Key Experimental Results

Main Results

The paper is a theoretical contribution; the central "experiment" is counterexample verification:

Theoretical Quantity Value
\(d(f, \mathcal{L})\) 1/16 = 0.0625
Classical theorem predicted upper bound \(4\epsilon\) 0.25
Exhaustively computed actual lower bound ≥ 0.42
Violation gap 0.42 > 0.25 (contradiction)

The exhaustive algorithm completes in approximately 30 seconds for \(n=4\) (\(2^{15}\) subsets).

Ablation Study

Not applicable.

Key Findings

  • Theorem 3 of Couceiro et al. (2018) (\(P(\text{err}_{S,f} > \delta) \leq 4\epsilon(1-\delta)\)) fails even at \(\delta = 0\).
  • The generalized mean parameter \(p\) provides a natural "knob" that unifies different types of analogies (arithmetic, geometric, harmonic, etc.).
  • Analogy-preserving functions in the continuous domain are generalized power functions, structurally richer than the affine functions of the Boolean domain.

Highlights & Insights

  • Refuting a theoretical result that has been widely cited for a decade demands both intellectual courage and rigor.
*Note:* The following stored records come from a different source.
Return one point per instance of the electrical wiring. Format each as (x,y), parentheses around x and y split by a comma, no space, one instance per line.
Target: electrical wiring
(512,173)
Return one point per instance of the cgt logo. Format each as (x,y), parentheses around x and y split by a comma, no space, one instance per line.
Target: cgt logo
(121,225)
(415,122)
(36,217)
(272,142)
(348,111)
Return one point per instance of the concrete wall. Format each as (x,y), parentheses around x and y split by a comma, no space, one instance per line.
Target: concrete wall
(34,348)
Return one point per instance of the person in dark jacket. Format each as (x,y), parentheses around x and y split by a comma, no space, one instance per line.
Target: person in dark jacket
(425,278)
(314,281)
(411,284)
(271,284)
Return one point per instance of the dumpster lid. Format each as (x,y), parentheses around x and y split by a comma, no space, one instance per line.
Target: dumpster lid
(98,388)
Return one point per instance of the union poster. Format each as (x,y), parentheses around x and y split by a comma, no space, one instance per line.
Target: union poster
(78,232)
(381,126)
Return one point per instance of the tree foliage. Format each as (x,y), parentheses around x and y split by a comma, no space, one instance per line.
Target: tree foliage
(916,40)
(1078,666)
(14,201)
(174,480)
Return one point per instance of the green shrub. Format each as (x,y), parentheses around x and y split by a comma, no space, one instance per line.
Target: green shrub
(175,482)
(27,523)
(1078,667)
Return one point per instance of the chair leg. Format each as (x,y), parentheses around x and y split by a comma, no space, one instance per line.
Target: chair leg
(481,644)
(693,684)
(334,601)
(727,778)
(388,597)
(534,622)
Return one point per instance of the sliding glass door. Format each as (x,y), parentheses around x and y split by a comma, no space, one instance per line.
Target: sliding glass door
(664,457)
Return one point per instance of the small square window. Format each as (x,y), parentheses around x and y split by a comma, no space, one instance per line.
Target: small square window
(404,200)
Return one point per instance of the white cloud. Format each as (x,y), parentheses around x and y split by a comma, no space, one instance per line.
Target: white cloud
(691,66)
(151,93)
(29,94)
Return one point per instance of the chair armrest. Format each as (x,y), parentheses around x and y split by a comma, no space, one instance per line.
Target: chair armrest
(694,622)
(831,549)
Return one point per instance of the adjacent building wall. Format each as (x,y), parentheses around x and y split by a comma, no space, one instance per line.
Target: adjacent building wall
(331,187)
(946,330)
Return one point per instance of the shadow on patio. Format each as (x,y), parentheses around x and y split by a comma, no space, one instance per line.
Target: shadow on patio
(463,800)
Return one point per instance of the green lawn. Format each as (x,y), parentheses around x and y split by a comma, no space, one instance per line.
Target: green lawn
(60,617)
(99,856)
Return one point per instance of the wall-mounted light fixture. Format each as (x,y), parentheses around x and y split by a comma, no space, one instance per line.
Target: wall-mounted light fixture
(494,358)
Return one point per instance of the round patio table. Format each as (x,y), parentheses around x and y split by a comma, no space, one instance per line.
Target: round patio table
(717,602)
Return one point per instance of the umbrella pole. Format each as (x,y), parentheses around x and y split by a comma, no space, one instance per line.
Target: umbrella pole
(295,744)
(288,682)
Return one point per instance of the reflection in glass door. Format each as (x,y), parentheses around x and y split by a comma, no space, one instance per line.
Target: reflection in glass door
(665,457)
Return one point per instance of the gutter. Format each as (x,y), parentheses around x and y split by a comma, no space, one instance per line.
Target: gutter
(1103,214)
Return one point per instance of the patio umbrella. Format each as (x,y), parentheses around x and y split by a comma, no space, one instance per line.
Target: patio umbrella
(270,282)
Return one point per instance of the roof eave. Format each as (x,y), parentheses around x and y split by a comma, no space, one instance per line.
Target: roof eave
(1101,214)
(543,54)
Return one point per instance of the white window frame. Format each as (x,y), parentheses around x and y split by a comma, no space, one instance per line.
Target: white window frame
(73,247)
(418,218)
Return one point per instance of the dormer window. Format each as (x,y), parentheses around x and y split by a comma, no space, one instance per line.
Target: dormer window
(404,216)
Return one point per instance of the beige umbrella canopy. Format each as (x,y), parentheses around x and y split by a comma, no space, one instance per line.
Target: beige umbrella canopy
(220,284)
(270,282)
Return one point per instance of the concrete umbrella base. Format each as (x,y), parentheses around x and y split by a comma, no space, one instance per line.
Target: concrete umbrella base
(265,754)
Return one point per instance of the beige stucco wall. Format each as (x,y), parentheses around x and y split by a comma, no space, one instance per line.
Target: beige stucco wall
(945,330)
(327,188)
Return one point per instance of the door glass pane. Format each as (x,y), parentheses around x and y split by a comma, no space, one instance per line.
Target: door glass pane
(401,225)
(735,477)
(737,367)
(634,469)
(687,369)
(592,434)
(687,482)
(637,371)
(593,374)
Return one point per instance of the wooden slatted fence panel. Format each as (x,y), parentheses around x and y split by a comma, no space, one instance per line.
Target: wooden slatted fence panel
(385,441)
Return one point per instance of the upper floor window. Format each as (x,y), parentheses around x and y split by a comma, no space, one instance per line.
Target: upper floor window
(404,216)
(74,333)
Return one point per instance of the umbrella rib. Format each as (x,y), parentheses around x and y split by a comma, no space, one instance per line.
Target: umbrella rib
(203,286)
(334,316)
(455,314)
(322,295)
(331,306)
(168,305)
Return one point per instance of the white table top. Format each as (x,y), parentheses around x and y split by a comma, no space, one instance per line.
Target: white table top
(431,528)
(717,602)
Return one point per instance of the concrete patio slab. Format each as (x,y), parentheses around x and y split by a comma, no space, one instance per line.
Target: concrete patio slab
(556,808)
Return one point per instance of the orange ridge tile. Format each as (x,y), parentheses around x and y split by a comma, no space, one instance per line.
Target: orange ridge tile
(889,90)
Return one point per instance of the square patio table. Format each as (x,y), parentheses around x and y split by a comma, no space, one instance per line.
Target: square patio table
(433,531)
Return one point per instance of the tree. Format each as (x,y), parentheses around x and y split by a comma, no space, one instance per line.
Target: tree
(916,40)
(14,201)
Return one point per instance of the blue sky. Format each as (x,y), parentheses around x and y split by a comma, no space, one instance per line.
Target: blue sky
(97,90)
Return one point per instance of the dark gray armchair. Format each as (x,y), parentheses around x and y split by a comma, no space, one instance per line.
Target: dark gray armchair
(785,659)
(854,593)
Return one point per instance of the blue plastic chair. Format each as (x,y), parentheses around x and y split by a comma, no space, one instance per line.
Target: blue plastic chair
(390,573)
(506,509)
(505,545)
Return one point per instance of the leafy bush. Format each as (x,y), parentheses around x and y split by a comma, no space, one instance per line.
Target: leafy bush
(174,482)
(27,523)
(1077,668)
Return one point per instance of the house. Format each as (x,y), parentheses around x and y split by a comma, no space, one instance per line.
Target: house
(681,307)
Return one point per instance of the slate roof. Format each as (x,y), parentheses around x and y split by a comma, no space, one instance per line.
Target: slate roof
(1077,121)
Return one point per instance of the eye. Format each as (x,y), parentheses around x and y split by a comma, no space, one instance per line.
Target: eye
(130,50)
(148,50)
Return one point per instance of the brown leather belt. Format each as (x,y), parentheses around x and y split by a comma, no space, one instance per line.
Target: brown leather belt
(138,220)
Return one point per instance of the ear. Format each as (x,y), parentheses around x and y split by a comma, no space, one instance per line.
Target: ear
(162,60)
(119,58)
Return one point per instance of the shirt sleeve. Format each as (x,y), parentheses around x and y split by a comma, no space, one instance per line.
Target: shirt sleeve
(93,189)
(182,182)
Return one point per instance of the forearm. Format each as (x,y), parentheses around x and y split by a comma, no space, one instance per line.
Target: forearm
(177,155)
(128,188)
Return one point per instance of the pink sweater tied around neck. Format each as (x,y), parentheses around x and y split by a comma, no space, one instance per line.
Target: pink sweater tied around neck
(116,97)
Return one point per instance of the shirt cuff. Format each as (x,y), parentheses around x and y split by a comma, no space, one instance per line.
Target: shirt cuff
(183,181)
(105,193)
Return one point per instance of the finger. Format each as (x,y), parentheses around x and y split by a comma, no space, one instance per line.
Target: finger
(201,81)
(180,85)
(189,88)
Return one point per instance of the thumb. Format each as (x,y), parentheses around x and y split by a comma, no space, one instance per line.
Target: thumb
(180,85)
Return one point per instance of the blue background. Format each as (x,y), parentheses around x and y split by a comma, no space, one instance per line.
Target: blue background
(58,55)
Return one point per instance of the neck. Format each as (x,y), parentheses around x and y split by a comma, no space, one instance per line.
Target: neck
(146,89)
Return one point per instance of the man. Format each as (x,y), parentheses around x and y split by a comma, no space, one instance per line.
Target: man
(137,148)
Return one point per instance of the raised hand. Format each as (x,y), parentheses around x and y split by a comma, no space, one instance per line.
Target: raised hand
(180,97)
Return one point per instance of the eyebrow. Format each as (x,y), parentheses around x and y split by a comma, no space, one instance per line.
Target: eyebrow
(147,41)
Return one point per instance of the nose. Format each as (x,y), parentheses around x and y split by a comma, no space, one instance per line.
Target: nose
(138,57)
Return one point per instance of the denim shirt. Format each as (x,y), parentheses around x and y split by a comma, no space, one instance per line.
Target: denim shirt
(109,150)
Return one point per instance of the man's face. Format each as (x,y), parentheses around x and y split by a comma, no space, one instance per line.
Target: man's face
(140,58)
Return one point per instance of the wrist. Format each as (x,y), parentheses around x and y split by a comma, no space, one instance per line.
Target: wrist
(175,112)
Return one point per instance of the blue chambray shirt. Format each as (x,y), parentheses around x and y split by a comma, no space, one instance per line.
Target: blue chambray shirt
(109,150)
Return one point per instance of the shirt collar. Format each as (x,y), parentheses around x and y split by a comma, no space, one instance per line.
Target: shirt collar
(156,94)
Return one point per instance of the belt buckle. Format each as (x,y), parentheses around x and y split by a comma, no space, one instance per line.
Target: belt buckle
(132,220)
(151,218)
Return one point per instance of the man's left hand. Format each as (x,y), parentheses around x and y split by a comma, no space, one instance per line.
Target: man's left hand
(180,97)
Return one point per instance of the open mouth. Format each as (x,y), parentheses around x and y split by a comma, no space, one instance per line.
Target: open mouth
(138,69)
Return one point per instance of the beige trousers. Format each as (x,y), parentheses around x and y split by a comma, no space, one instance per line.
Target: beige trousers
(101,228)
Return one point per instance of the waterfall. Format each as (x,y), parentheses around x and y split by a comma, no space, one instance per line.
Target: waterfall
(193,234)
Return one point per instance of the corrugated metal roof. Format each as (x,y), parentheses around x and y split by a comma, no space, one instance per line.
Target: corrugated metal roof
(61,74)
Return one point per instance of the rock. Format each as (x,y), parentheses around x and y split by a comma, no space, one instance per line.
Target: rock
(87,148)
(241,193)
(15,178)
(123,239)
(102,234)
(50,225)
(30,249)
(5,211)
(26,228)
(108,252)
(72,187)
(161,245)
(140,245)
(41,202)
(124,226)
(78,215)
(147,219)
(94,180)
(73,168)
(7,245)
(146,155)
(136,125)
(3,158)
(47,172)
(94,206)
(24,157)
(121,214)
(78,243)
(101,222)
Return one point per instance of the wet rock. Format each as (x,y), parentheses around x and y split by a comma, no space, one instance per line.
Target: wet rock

The counterexample, while elementary (a 4-dimensional Boolean function), points to a fundamental flaw in the theoretical framework.
  • The parameterization scheme based on generalized means is particularly elegant: a single parameter \(p\) subsumes the classical analogical concepts of arithmetic, geometric, and harmonic means.
  • Connecting analogical reasoning to regression tasks opens new territory for a theoretical field long confined to classification.

Limitations & Future Work

  • The framework considers only the positive real domain \(\mathbb{R}_+\) and does not directly extend to the general real line including negative values (though many applications such as image processing are naturally non-negative).
  • The new error bounds have not yet been connected to practical analogical classification or regression algorithms, and empirical validation is lacking.
  • While the counterexample identifies the failure of the old bound, it does not provide a corrected and improved bound for the Boolean domain.
  • The selection of the analogical exponent \(p\) may pose challenges in practice — how should the optimal \(p\) be determined for a given dataset?
  • The Boolean domain analogical inference theory of Couceiro et al. (2017, 2018) serves as the direct point of departure for this work.
  • The parameterized analogy based on generalized means proposed by Lepage (2024) is the inspirational source for the continuous domain framework.
  • The word2vec analogy task of Mikolov et al. (2013) (king:queen::man:woman) represents a canonical application scenario for continuous domain analogy.
  • Insight: The theoretical foundations of analogical reasoning may require comprehensive reconstruction, particularly in high-dimensional continuous spaces.

Rating

  • Novelty: ⭐⭐⭐⭐⭐ Refutation of a classical theorem combined with an entirely new continuous domain framework constitutes a strong theoretical breakthrough.
  • Experimental Thoroughness: ⭐⭐⭐ Purely theoretical work; the counterexample verification is rigorous, but empirical data are absent.
  • Writing Quality: ⭐⭐⭐⭐⭐ Mathematical derivations are rigorous, the logical flow is clear, and the narrative arc from counterexample to generalization is well-paced.
  • Value: ⭐⭐⭐⭐ Provides important corrections and advances to the theory of analogical reasoning.